THE Victoria Falls Stock Exchange (VFEX) may soon launch a derivatives market for tobacco, following an agreement with parent firm, Zimbabwe Stock Exchange (ZSE) and the Tobacco Industry and Marketing Board (TIMB), which could unlock significant funding for the golden leaf producers.
The agreement, which saw the parties ink a memorandum of understanding (MoU), would also open funding avenues for tobacco merchants while the derivatives market could ensure farmers get paid for their crop on the “futures market” well before they deliver the crop.
A derivative is a contract between two or more parties whose value is based on an agreed-upon underlying financial asset (like a security) or set of assets (like an index). Common underlying instruments include bonds, commodities, currencies, interest rates, market indexes, and stocks.
The contracts, based on tobacco derivatives, would result in tradable securities, which the holder at any given moment would be able to use as collateral, including for purposes of securing loans from the banks and or other lenders.
The ZSE, VFEX and TIMB have since signed a Memorandum of Understanding (MoU), which they say was prompted by challenges of funding and marketing faced by small scale tobacco farmers and tobacco merchants as well as limited hedging instruments in terms of prices and risks.
As such, the partnership will fundraise for farmers and merchants, establish a derivatives market for local tobacco on the VFEX, while it would also entail compilation and distribution of data on tobacco production and marketing.

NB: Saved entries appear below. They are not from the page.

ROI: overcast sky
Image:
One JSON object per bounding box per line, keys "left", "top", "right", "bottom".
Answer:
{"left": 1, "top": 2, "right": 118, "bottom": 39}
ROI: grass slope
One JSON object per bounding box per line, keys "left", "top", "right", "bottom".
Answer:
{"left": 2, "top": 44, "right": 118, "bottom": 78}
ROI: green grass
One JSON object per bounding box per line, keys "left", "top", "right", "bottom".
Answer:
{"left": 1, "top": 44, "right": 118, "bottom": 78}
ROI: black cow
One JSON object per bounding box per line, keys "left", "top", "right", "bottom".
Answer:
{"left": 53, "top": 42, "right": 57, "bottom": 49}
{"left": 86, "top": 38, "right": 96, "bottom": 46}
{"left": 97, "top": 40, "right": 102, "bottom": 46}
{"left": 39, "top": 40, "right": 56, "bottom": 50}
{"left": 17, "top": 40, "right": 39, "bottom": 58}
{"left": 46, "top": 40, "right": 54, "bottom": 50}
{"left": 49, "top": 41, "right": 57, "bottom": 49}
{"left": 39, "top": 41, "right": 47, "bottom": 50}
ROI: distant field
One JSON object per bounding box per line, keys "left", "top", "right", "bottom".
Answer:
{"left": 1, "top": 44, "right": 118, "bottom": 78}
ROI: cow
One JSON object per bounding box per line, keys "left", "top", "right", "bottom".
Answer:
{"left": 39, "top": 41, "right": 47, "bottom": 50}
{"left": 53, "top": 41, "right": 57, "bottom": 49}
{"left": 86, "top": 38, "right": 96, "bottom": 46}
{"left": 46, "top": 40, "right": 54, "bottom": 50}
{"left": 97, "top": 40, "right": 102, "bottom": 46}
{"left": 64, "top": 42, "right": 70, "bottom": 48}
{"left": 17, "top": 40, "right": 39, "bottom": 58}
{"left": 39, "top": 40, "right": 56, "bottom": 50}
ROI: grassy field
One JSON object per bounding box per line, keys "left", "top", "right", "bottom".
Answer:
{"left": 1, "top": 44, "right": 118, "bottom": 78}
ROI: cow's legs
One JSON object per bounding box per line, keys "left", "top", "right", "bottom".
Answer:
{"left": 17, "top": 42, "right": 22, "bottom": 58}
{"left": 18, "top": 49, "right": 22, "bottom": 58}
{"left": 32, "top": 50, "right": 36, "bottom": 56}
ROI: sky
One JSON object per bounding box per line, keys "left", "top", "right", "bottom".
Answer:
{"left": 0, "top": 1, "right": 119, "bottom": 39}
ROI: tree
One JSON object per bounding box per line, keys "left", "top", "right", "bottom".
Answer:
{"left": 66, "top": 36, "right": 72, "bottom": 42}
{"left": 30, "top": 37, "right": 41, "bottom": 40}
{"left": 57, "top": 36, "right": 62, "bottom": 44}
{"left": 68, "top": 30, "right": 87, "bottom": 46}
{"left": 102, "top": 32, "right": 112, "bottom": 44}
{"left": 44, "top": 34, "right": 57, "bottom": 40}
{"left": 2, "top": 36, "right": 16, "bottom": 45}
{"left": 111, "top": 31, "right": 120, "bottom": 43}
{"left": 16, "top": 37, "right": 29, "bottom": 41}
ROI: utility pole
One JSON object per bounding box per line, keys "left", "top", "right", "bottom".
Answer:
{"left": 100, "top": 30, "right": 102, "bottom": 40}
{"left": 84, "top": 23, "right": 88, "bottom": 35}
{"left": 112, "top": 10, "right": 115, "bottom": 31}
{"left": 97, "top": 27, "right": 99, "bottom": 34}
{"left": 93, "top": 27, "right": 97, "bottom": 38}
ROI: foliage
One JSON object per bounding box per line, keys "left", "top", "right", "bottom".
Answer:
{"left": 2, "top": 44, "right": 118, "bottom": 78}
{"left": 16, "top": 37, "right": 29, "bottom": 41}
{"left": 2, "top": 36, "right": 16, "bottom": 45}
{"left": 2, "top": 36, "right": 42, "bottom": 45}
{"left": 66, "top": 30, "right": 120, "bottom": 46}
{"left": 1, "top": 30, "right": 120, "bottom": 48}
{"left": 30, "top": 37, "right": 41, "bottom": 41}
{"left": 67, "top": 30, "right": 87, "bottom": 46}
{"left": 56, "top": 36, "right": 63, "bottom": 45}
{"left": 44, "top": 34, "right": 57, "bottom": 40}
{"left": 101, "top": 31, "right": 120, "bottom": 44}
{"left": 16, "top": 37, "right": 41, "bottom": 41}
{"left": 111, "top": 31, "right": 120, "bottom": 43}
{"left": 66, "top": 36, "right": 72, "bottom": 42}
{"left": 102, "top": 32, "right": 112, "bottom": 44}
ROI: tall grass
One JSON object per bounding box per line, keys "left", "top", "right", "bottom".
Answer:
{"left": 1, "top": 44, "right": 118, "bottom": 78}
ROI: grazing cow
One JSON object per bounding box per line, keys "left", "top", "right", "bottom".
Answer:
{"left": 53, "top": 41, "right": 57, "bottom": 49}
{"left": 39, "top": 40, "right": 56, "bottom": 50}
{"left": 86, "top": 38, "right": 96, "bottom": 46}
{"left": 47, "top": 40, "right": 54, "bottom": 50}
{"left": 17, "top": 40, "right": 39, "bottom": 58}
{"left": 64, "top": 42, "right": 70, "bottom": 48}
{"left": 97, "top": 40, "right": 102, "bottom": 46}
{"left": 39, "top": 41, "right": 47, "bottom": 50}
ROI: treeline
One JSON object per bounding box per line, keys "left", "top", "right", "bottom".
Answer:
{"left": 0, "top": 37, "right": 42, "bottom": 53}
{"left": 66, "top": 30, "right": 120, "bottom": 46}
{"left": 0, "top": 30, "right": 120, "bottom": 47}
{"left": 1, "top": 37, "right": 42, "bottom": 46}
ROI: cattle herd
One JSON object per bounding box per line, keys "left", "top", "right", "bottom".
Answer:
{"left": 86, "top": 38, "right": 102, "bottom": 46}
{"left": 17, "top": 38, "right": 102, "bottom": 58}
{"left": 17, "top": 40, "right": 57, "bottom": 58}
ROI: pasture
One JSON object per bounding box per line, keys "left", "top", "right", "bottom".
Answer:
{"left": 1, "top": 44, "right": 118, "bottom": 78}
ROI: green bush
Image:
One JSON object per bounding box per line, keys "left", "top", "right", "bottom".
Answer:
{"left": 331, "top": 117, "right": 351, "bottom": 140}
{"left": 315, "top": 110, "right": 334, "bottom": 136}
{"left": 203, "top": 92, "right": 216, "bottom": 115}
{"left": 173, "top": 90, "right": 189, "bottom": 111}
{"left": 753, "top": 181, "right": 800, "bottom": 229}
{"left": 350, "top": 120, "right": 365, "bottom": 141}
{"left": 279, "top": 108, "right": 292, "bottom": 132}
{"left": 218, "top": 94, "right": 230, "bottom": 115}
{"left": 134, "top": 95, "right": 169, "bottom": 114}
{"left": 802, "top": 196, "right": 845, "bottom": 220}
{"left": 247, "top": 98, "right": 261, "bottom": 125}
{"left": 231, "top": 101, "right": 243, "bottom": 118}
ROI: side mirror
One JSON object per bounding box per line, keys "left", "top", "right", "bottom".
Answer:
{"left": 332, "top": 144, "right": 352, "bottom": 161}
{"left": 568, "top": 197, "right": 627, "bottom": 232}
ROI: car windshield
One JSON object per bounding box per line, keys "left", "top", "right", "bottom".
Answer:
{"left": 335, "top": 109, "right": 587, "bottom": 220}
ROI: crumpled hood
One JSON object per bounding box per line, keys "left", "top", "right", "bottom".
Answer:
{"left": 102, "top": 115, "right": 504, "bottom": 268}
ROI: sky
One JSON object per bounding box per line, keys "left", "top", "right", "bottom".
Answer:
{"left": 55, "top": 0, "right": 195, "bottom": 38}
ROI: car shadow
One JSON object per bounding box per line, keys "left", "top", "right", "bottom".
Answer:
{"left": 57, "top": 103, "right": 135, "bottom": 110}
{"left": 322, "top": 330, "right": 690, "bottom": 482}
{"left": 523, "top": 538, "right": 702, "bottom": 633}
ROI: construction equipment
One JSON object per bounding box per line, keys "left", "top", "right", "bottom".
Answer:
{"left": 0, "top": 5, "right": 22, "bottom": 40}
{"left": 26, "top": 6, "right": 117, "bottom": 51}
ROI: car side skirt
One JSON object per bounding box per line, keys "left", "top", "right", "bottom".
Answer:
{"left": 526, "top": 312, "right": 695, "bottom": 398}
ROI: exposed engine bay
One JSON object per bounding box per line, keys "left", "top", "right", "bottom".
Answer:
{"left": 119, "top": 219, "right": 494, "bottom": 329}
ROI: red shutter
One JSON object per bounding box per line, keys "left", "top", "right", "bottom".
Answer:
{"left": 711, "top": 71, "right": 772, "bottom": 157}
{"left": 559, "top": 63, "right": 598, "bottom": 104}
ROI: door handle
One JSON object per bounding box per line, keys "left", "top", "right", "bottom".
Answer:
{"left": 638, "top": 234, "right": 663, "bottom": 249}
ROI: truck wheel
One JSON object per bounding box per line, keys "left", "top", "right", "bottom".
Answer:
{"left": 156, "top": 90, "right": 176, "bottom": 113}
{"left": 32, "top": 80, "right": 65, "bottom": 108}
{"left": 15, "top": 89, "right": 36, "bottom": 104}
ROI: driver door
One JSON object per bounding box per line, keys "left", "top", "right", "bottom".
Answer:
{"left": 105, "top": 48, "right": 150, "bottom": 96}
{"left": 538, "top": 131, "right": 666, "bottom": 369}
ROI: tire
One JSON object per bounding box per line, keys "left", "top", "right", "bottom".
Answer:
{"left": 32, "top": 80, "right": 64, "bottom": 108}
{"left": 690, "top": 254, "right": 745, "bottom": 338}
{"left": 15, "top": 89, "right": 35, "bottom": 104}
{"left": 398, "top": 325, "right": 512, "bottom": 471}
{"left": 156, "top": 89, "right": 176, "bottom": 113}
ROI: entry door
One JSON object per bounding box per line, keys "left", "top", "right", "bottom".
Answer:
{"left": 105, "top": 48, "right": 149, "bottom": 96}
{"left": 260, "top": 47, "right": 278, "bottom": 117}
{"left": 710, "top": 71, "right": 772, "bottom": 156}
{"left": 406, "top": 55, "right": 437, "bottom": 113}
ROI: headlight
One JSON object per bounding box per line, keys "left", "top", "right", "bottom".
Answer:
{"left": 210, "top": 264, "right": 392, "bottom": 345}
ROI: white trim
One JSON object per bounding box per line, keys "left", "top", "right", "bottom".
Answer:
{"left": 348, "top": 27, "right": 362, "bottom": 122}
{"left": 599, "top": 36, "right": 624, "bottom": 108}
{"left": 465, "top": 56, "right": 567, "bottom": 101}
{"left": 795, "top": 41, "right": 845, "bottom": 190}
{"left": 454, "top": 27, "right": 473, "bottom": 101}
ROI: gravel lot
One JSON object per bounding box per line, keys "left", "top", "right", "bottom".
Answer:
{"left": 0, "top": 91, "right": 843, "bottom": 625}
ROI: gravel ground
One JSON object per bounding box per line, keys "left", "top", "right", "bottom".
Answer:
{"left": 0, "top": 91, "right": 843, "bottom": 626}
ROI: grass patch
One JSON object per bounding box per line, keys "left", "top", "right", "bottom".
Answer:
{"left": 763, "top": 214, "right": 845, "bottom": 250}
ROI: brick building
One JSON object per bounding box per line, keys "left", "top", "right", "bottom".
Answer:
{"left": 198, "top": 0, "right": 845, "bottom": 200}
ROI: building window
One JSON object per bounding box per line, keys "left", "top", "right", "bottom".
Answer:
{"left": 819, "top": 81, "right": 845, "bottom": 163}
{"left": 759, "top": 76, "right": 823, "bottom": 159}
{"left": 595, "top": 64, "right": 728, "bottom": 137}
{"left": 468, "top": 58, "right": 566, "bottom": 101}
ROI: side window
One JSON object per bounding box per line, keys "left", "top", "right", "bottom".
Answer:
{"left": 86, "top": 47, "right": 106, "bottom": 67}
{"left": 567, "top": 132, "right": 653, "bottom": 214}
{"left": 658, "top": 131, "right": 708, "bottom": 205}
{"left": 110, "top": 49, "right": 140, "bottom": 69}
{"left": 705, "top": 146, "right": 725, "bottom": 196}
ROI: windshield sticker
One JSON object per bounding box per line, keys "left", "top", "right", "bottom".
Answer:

Tobacco is Zimbabwe’s second biggest foreign currency earners after gold. The sector now employs hundreds of thousands of indigenous blacks. Prior to the land reform programme, about 2000 large scale commercial farmers produced 200 million kgs, an average of 200 tonnes per farmer.
Zimbabwe is one of the largest producers of tobacco in Africa, exporting US$782 million in the 2020 season. But while tobacco is making some people rich, the farmers sucked into contract farming at the bottom of the pile are losing money.
TIMB acting chief executive Meanwell Gudu said the latest arrangement would see the partners approaching investors on VEFX, who have deep US dollar pockets, for funding required by farmers in order to optimally produce tobacco, a major export earner for Zimbabwe.
“We have got investors who might want to say if I give you money, my return is so much after a year; the coupon rate is so much after a year or so. We believe that even for farmers, it might be better because the cost of borrowing on the VFEX might be lower than the cost of borrowing directly,” he said.
Gudu said the initiatives were in sync with the Government’s thrust of making sure the bulk of tobacco grown in Zimbabwe is funded with local resources to optimise the foreign exchange returns from exporting the lucrative crop.
Under the current tobacco financing model, the vast majority of tobacco farmers receive inputs and support services from merchants who are funded by offshore investors, a scenario that sees most of the money after the tobacco is sold going to the offshore funders.
Gudu said the regulatory authorities, especially TIMB and the Reserve Bank of Zimbabwe (RBZ), had all the records on farmers with solid production and delivery records whom they would identify and support with requisite funding in order to produce. Farmers would be carefully selected to prevent high defaults on funded contracts through side marketing of contracted “leaf gold” by farmers, which has previously seen merchants losing their money after investing in tobacco production.
Gudu said the arrangement on financing for growers could improve viability of farmers, who currently have to contend with high costs of production and huge capital outlays required to produce. On average the industry needs US$350 million per season.
But in what reflects innovative thinking in funding tobacco growing, Gudu said the VFEX would establish a derivatives market, a kind of futures market, which would see investors agreeing to pay farmers for future tobacco deliveries. This comes after VFEX recently signed an MoU with the Dubai Gold and Commodities Exchange (DGCX), the Middle East’s leading derivatives exchange, to strengthen bilateral cooperation as well as exchange knowledge around commodities trading.
“(Essentially derivatives are) a futures market. I will give you an example; if someone is growing 100 hectares of tobacco, and you know the yield is 200 000 kg, as an example, we might have a buyer saying if your total production is 200 000kg and average price is say US$3/kg so if you multiply, that will be US$600 000.
“If it is a futures market, the buyer may be from Dubai or anywhere else might say can I give you US$500 000, and then the concept of present and future value of money comes in. If a farmer can get US$500 000 now it is better off than getting US$600 000 probably after 18 months,” he said.
He said a single investor could enter into an arrangement with several farmers, a futures market, and pay for the tobacco crop in advance while the farmers would have to deliver the crop in future, but benefitting from present value of money.
Gudu said they had been given assurance by ZSE and VFEX that while there only was a handful of listings at the moment, more entities or investors had indicated strong interest to list on the board, chief foreign investors and domestic mining firms.